Good stuff. I'm not going to trample on your Football as an event take, but I'm really interested to hear it. Chuck Klosterman wrote about that at length during his Super Bowl running diary a few years ago, I'll try to track it down but I want to see what you have to say first.
What I do want to say, is RIGHT NOW the NFL is the best run league from a financial standpoint, but my question is: will this continue to be the case when the CBA expires? If 2011 is a cap-free season, can football continue to be a paragon of economic sports virtue? I'm not going to go all Ralph Wilson here, and I have pretty mixed feelings about salary caps in general. But one of the oft-repeated reasons the NFL is considered so great, is parity.
However, I question if this will continue to be the case. If, for instance, they do lose the salary cap and contracts are still not guaranteed then what is to prevent a handful of teams for loading up for one year and cutting the players afterward? I feel like this would have a devastating effects on a whole host of teams.
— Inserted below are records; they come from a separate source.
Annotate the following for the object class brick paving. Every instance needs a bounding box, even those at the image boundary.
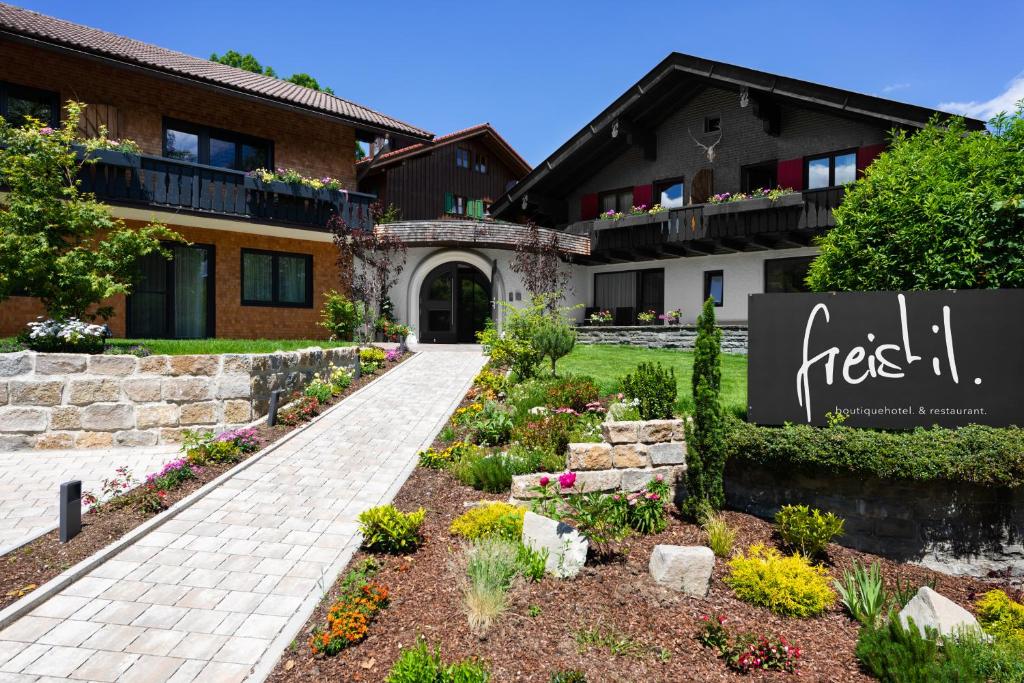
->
[0,444,178,555]
[0,349,483,683]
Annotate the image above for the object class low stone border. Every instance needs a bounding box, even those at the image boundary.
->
[0,354,420,634]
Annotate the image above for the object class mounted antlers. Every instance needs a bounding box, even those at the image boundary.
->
[686,126,722,163]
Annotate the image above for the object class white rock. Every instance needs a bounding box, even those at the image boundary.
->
[899,586,981,636]
[522,511,590,579]
[649,546,715,598]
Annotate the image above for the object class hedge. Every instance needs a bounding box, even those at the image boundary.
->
[726,418,1024,487]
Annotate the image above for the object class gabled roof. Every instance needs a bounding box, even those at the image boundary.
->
[0,3,433,138]
[490,52,985,216]
[356,123,530,176]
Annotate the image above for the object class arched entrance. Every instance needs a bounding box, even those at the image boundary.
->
[419,261,490,344]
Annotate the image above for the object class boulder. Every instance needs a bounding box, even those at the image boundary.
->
[522,511,590,579]
[899,586,981,636]
[649,546,715,598]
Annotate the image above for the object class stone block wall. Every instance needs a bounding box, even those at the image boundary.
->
[577,325,746,355]
[512,420,686,500]
[0,347,356,450]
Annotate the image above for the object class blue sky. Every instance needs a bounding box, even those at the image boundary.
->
[14,0,1024,164]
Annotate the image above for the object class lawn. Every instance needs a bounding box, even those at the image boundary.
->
[558,344,746,417]
[0,339,352,355]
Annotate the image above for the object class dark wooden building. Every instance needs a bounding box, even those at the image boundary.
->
[356,123,530,220]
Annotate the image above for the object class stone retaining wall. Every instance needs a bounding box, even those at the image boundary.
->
[577,325,746,354]
[725,461,1024,577]
[0,346,356,450]
[512,420,686,500]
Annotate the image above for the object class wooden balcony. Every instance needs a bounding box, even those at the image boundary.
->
[565,187,844,263]
[75,151,376,231]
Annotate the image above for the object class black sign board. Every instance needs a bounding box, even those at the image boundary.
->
[748,290,1024,429]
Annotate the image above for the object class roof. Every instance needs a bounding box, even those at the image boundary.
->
[356,123,531,175]
[490,52,985,215]
[374,218,590,256]
[0,3,433,138]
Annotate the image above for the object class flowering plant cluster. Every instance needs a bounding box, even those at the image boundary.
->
[696,614,802,674]
[25,317,111,353]
[708,187,797,204]
[309,565,388,656]
[247,167,344,190]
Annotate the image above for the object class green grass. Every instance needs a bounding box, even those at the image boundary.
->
[0,339,352,355]
[558,344,746,417]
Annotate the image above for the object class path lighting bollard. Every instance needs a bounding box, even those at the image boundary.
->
[266,389,281,427]
[60,479,82,543]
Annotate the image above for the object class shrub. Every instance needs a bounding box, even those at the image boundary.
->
[449,503,525,541]
[684,298,726,517]
[545,377,600,413]
[978,590,1024,648]
[319,290,362,341]
[359,505,426,553]
[833,560,889,627]
[621,362,676,420]
[723,544,836,617]
[724,418,1024,487]
[775,505,844,558]
[530,314,577,377]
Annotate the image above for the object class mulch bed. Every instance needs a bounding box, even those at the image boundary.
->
[268,468,1009,683]
[0,353,412,609]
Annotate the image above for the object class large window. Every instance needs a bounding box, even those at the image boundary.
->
[703,270,725,306]
[765,256,814,294]
[804,151,857,189]
[0,83,60,128]
[654,178,686,209]
[164,119,273,171]
[242,249,313,308]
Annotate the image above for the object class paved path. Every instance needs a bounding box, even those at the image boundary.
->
[0,444,179,555]
[0,350,483,683]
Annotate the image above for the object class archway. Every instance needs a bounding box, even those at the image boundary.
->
[419,261,492,344]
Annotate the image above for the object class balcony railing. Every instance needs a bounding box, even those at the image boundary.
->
[565,187,844,259]
[75,151,375,230]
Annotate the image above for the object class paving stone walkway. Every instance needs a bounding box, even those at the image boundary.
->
[0,444,178,555]
[0,349,484,683]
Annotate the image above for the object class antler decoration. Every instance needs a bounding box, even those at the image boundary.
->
[686,126,722,163]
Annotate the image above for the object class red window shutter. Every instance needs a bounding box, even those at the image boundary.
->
[775,157,804,190]
[633,185,654,209]
[580,193,597,220]
[857,143,886,177]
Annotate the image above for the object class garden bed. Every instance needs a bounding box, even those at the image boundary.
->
[268,468,1019,683]
[0,353,411,608]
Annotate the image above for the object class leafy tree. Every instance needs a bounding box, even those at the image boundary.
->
[807,107,1024,291]
[0,102,181,319]
[684,298,725,517]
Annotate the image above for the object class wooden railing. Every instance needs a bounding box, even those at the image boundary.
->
[74,151,375,230]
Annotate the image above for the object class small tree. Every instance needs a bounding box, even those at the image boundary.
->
[684,298,725,517]
[0,102,181,319]
[509,222,572,311]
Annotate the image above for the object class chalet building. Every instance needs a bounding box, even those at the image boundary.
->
[492,53,984,325]
[0,4,428,338]
[355,123,530,220]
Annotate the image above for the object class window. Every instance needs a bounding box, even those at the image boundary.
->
[740,161,778,193]
[804,151,857,189]
[654,178,686,209]
[164,119,273,171]
[765,256,814,294]
[598,187,633,213]
[703,270,725,306]
[242,249,313,308]
[0,83,60,128]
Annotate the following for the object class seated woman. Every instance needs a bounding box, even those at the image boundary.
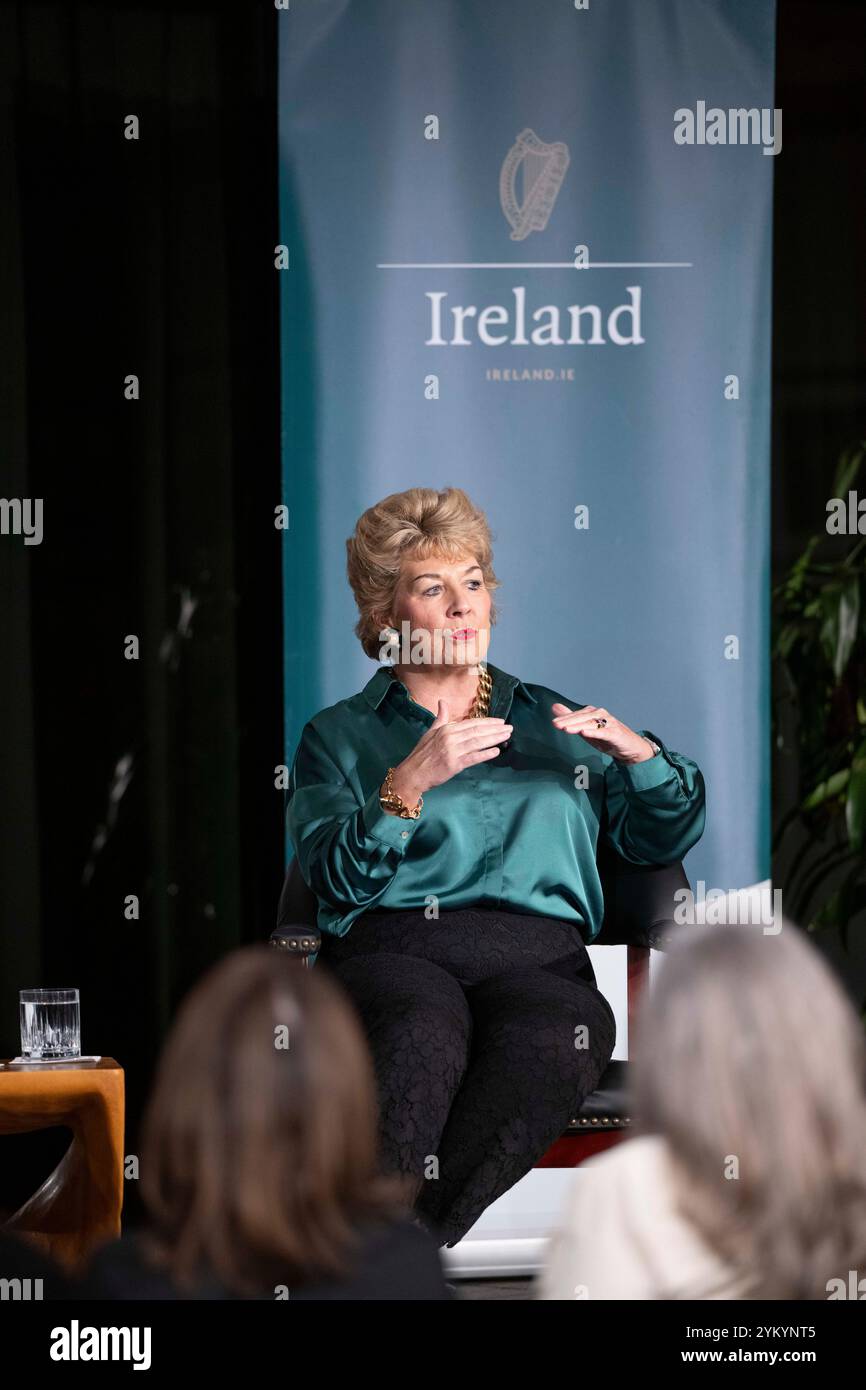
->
[76,945,450,1302]
[535,922,866,1301]
[288,488,705,1245]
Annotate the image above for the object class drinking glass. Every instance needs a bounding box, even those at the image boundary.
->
[18,990,81,1062]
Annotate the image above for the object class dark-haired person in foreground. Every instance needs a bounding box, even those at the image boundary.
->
[86,945,450,1302]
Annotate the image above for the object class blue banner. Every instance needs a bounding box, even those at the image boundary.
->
[277,0,781,888]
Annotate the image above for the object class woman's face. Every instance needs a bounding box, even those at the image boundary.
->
[391,555,491,666]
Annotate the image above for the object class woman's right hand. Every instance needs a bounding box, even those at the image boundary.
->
[391,699,513,806]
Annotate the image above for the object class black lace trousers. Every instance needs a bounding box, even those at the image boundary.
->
[320,908,616,1245]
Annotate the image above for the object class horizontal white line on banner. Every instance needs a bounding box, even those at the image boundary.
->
[375,261,692,270]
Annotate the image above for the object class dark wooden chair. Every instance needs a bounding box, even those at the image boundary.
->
[270,841,688,1168]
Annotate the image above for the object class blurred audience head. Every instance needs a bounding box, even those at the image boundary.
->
[632,922,866,1298]
[140,945,407,1294]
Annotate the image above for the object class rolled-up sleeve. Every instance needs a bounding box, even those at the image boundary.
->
[286,724,418,930]
[605,728,706,865]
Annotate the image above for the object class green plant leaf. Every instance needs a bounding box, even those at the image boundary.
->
[820,574,860,681]
[845,738,866,852]
[802,767,851,810]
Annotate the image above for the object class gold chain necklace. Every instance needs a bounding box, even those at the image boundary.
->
[391,666,493,719]
[468,666,493,719]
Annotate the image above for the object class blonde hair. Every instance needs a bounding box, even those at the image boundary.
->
[632,922,866,1300]
[346,488,499,659]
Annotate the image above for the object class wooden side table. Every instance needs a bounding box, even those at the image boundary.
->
[0,1056,124,1269]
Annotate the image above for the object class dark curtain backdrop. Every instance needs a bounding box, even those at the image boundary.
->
[0,3,284,1205]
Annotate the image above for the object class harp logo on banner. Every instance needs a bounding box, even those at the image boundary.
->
[499,126,569,242]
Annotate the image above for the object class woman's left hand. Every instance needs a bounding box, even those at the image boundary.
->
[550,702,655,763]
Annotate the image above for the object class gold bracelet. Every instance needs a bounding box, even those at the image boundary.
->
[379,767,424,820]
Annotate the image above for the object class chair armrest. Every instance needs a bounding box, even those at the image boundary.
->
[268,922,321,960]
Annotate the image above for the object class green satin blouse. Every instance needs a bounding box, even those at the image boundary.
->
[286,662,705,942]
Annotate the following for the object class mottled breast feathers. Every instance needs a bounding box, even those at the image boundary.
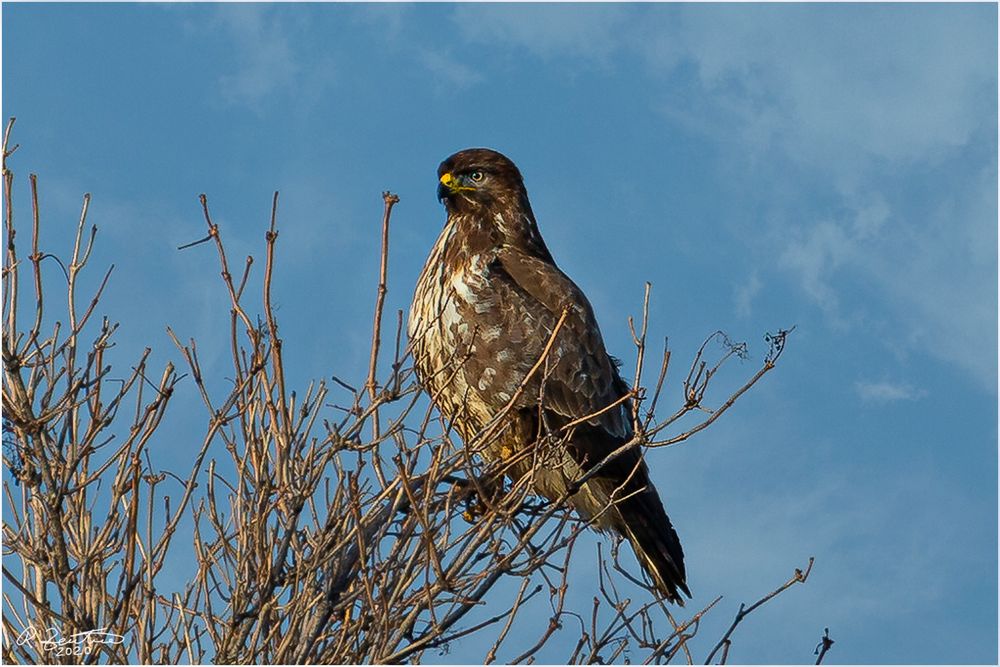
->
[408,148,690,603]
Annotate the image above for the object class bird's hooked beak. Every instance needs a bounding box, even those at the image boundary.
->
[438,171,475,201]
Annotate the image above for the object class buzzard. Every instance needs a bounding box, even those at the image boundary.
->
[407,148,691,604]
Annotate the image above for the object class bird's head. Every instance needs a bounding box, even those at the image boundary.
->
[438,148,528,213]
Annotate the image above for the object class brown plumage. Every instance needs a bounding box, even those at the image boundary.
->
[408,148,691,604]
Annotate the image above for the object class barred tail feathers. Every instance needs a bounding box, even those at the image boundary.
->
[616,489,691,607]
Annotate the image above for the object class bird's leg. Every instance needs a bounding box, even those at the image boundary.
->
[462,475,503,523]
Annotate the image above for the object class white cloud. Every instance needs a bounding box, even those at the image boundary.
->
[417,48,483,88]
[216,5,300,105]
[453,3,630,62]
[854,380,927,403]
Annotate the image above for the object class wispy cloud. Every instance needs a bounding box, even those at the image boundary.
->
[417,48,483,88]
[854,380,927,403]
[453,3,631,62]
[216,5,300,105]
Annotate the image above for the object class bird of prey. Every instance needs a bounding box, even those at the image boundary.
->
[407,148,691,604]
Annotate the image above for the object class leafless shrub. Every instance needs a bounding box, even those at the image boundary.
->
[3,121,832,664]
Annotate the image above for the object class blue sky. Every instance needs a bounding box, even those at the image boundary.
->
[3,4,997,663]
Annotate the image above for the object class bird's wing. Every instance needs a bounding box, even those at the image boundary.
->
[490,246,631,446]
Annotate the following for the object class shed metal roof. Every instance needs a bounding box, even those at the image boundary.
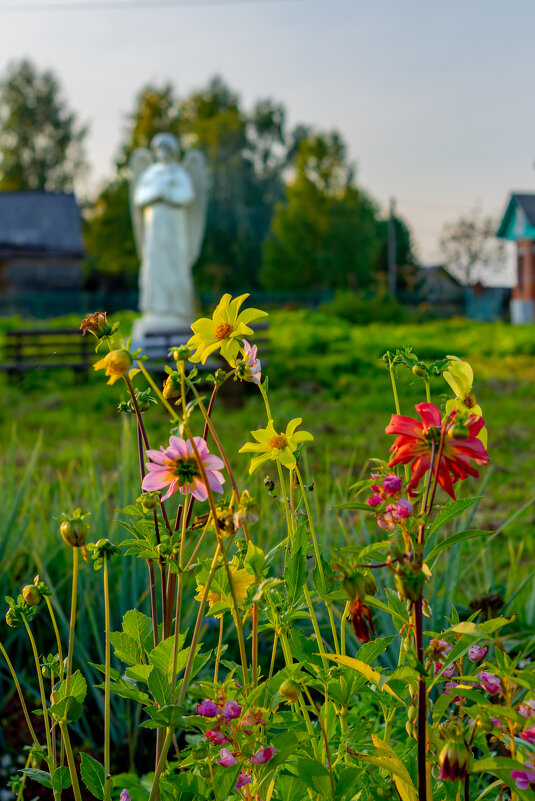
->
[0,192,84,255]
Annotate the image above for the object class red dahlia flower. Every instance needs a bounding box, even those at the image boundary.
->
[385,403,489,500]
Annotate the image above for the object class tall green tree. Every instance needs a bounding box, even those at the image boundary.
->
[0,59,87,192]
[261,131,379,290]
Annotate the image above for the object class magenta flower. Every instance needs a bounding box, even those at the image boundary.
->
[468,645,489,662]
[383,475,403,495]
[197,698,219,718]
[368,493,383,506]
[221,701,241,720]
[236,773,252,790]
[477,671,502,695]
[511,762,535,790]
[141,436,225,501]
[435,662,456,679]
[249,746,275,765]
[520,726,535,745]
[217,748,236,768]
[243,339,262,384]
[204,729,232,745]
[386,498,412,522]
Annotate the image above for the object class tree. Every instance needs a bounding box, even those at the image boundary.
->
[0,59,87,192]
[440,209,506,285]
[261,131,379,290]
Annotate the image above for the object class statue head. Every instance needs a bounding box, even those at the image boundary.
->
[150,133,179,164]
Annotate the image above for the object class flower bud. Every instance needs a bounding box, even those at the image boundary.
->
[22,584,43,606]
[412,362,427,378]
[438,740,470,782]
[59,513,89,548]
[279,679,300,704]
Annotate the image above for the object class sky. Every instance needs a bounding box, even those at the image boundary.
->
[0,0,535,263]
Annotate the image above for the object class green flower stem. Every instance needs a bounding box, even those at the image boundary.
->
[280,629,320,762]
[304,685,335,801]
[65,548,80,695]
[192,387,249,542]
[149,543,226,801]
[251,603,258,688]
[186,427,249,685]
[295,465,340,654]
[0,642,41,748]
[214,615,223,684]
[45,595,63,679]
[388,354,410,484]
[22,612,53,773]
[59,723,82,801]
[104,554,111,801]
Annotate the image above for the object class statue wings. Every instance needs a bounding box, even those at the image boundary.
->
[128,147,154,259]
[182,150,208,264]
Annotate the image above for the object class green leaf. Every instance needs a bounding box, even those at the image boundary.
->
[425,528,492,567]
[141,704,187,729]
[21,768,52,790]
[147,667,171,706]
[283,548,307,606]
[110,631,143,665]
[427,497,481,542]
[54,670,87,704]
[52,765,71,793]
[48,695,82,723]
[80,753,105,801]
[123,609,154,651]
[243,540,266,579]
[124,665,154,684]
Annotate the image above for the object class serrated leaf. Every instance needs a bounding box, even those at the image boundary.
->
[147,666,171,706]
[123,609,154,651]
[52,765,71,793]
[424,528,492,567]
[323,654,406,706]
[54,670,87,704]
[427,497,481,542]
[21,768,52,790]
[125,665,154,683]
[110,631,143,665]
[80,753,106,801]
[48,695,82,723]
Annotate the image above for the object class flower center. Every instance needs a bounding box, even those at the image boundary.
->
[214,323,232,339]
[269,434,288,451]
[424,426,441,445]
[464,395,477,409]
[174,459,200,487]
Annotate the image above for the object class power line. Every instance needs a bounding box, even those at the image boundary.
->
[0,0,306,13]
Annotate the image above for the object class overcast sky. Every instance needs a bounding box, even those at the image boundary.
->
[0,0,535,262]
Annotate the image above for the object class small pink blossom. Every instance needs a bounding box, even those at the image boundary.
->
[236,773,252,790]
[217,748,236,768]
[383,475,403,495]
[511,762,535,790]
[520,726,535,745]
[386,498,412,522]
[243,339,262,384]
[204,729,232,745]
[435,662,457,679]
[477,671,502,695]
[468,645,489,662]
[221,701,241,720]
[141,436,225,501]
[249,746,275,765]
[197,698,219,718]
[368,493,383,506]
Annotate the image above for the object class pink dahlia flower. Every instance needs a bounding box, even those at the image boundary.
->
[141,436,225,501]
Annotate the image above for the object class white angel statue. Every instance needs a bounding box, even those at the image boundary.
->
[130,133,207,338]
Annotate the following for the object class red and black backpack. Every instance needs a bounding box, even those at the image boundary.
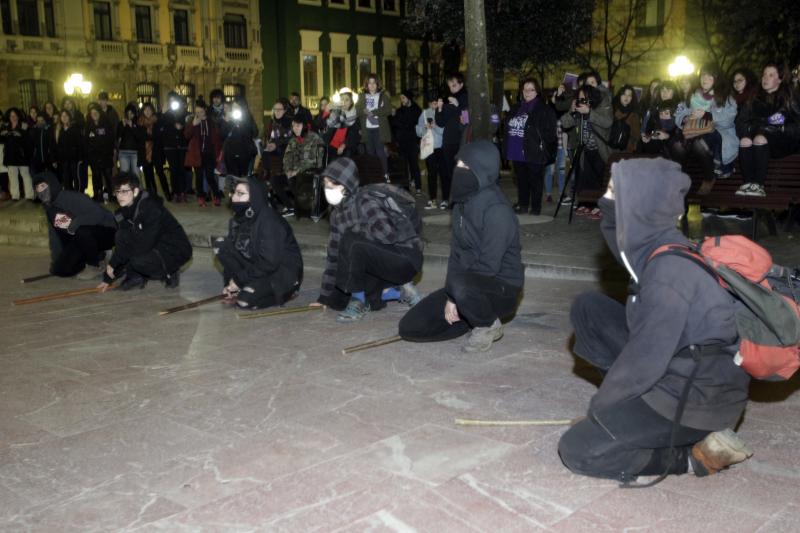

I hate the lack of guaranteed contracts in football. Teams front-load with bonus money but no contract means anything. Honestly, the Bills could Marshawn Lynch to a 25 year 8 billion dollar contract, but cut him with no consequence (its conceivable I’m fuzzy on the details here but I know for a fact no team will ever get saddled with a Julio Lugo, or Barry Zito contract). So, careers are short but careers with any one team are even shorter.
If I was to pick one league that was going to gear up for a major work-stoppage it would be the NFL because the players have such an excruciating raw deal from every side and I suspect if such a work-stoppage does occur this will effect the primacy in the American sports consciousness. At the very least the argument that it is a league above all others will indisputably be put to bed.